G3
rechtspersoonlijkheid
1. Ingevolge de Nederlandse wetgeving komt rechtspersoonlijkheid
toe aan:
a. de plaatselijke kerk;
b. de classis als regionaal verband van kerken;
c. de gezamenlijke Gereformeerde Kerken in Nederland.
2. Bijzondere kerkelijke organisaties en kerkelijke instellingen,
als bedoeld in art. E8.3, bezitten eveneens rechtspersoonlijkheid
naar statelijk recht.
1. De rechtspersoonlijkheid van kerkgenootschappen, hun zelfstandige onderdelen en de lichamen waarin zij verenigd zijn, wordt geregeld in art. 2: 2 lid 1 BW. G3.1 wijst voor de GKv aan dat rechtspersoonlijkheid toekomt aan de plaatselijke kerken, de classes en het kerkverband van de gezamenlijke kerken.
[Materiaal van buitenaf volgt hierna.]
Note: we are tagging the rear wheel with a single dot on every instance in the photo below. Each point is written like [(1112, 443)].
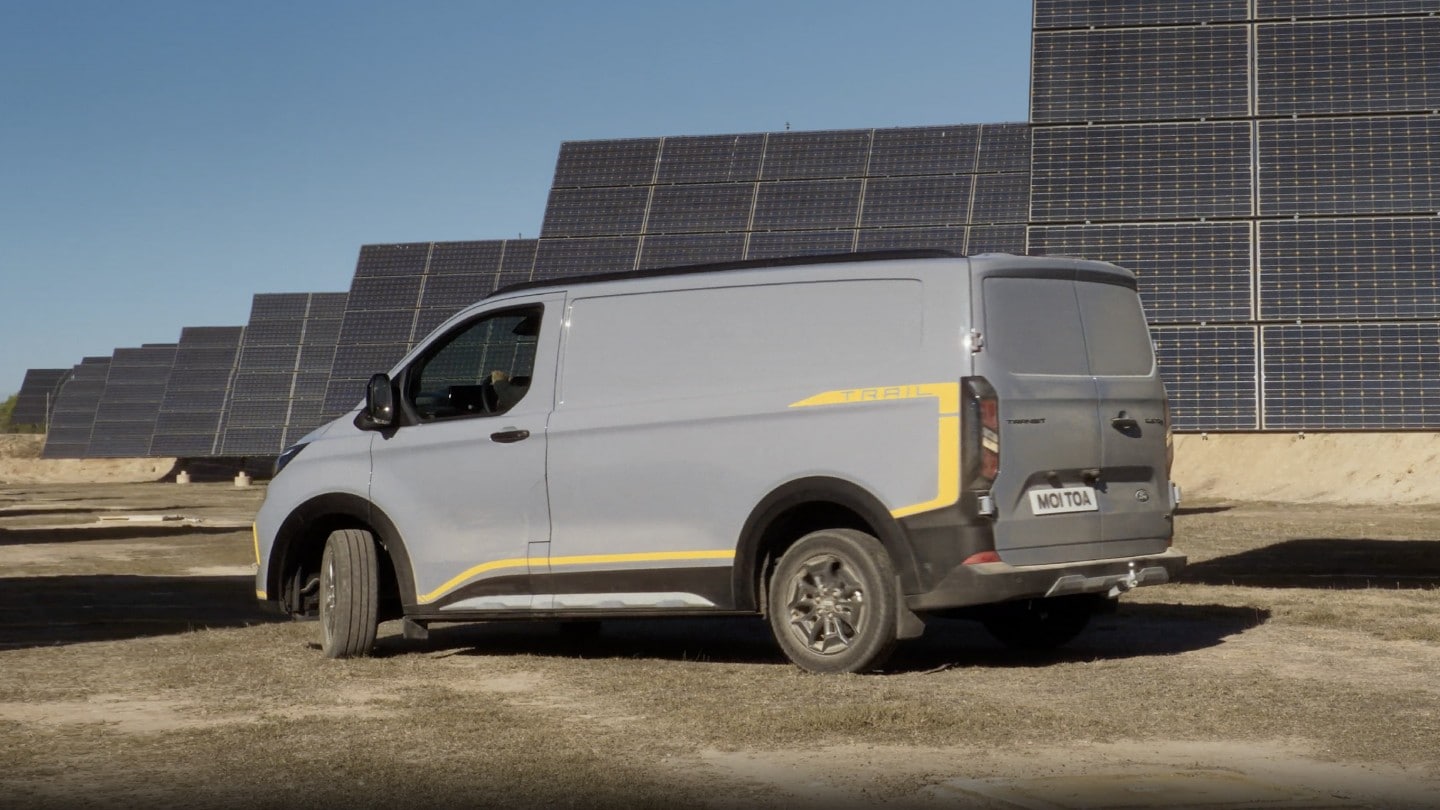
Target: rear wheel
[(1040, 624), (349, 594), (833, 601)]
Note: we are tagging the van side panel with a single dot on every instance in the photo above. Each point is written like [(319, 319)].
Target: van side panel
[(678, 411)]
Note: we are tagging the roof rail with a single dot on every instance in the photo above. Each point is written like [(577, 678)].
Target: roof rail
[(727, 265)]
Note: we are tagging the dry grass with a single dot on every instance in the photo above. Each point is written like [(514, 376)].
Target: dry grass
[(1314, 633)]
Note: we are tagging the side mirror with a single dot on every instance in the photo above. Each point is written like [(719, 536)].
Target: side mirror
[(379, 404)]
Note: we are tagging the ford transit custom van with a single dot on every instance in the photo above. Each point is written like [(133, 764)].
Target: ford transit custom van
[(841, 444)]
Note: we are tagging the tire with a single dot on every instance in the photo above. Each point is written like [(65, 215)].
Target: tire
[(1040, 624), (833, 603), (349, 594)]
2. G3.2 doet mutatis mutandis hetzelfde voor de bijzondere kerkelijke organisaties en kerkelijke instellingen als bedoeld in E8.3.
3. Rechtspersoonlijkheid is van belang voor deelname van de kerken, etc., aan het privaatrechtelijk rechtsverkeer. Hierbij valt concreet te denken aan zaken als bijvoorbeeld de verwerving van eigendommen (kerkgebouwen, pastorieën, etc.), het kunnen houden van bankrekeningen, toekenning van legaten, etc. Ook voor het kunnen optreden in procedures – hetzij eisend hetzij verwerend - in het statelijk recht is de rechtspersoonlijkheid van belang. Vgl. verder o.a. Van Drimmelen/Van der Ploeg, Kerk en recht (2004), hoofdstuk 6.